Only slightly larger than Switzerland, Bhutan has often been compared to its European cousin, made more relevant by the recent development of comfortable lodges and inns across the country. Unlike Switzerland, however, Bhutan’s mountaintops and slopes are graced not by ski lifts but vibrant and living monasteries where monks contemplate spiritual texts, engage in debate, meditate, study and preserve a way of life that has been endangered in the rest of the Himalayas. In the middle valleys, massive and colorfuldzongs or fortresses come alive with festivals, religious events and the daily workings of government and monastic life. Fluttering prayer flags send out goodwill and blessings to the rest of the world while the friendly Bhutanese people welcome visitors with openness and curiosity. From spring thorugh early summer rhododendron blooms add splashes of color while exquisite blue poppies cover high-alpine meadows. Blue Sheep, the endemic moose-like Takin, the extremely rare Golden Langurs and the rarely glimpsed Snow Leopard hint at Bhutan’s pristine and zealously guarded environment.

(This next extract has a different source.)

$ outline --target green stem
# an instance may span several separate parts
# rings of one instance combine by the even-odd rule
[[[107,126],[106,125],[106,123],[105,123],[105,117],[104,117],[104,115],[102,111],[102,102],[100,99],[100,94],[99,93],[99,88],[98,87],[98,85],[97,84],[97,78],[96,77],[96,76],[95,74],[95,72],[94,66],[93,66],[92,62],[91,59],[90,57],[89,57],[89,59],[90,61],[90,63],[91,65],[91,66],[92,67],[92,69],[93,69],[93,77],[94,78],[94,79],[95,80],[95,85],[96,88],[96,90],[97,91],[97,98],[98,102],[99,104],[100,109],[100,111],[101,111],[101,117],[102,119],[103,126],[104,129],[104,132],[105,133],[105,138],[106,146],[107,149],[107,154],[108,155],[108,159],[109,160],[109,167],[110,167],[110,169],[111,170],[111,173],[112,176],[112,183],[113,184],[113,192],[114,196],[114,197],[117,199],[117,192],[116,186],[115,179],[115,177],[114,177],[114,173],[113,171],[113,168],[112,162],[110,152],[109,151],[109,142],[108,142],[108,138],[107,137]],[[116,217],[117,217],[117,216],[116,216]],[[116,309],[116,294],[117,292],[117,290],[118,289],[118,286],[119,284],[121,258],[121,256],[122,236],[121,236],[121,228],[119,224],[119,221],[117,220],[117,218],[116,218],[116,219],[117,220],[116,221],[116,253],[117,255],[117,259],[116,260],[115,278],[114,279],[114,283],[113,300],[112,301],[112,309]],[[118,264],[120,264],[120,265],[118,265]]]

Wedged between the Tibetan plateau and North Eastern India, Bhutan is led by the well-loved Wangchuck dynasty with popular support from a democratically elected National Assembly and Cabinet of Ministers. The current monarch, His Majesty King Jigme Khesar Namgyal Wangchuck, is the fifth ruler of Bhutan . His illustrious father His Majesty Jigme Singye Wangchuck was crowned in 1974 and instituted many of the changes and reforms protecting Bhutan ‘s environment, moving along a democratic process for leaders elected by the people. During his reign he ushered Bhutan into a new era of government based on people’s participation, decentralization of power and the genuine happiness of the Bhutanese population, an approach he described as Gross National Happiness over Gross National Product.

Current estimates put the population of Bhutan at slightly over 700,000 people comprising of three broad ethnic groups – the Sharchops in the east, the Ngalops in the central and west and the Lhotshampas in the south. The country is divided into 20 districts. Bhutan is considered by many as the last bastion of Mahayana Buddhism. According to legend, the famous Buddhist saint Guru Padmasambhava brought Buddhism to Bhutan and the rest of the Himalayas in the middle of the 8th century A.D. Riding on a mythic flying tigress the Guru arrived in Bhutan at Taktshang, today the site of one of the most spectacular monasteries in the world. The great Himalayan spiritual tradition begun by the historical Buddha Sakhyamuni and the Guru continues to thrive with the Je Khenpo ( Bhutan ‘s head abbot) in charge of religious and monastic affairs in the kingdom.

Bhutan offers the traveler not simply the grandeur and the beauty of the Himalayas but an opportunity to experience a vibrant culture and way of life whose continued survival enriches the breadth of human diversity and traditions on our planet.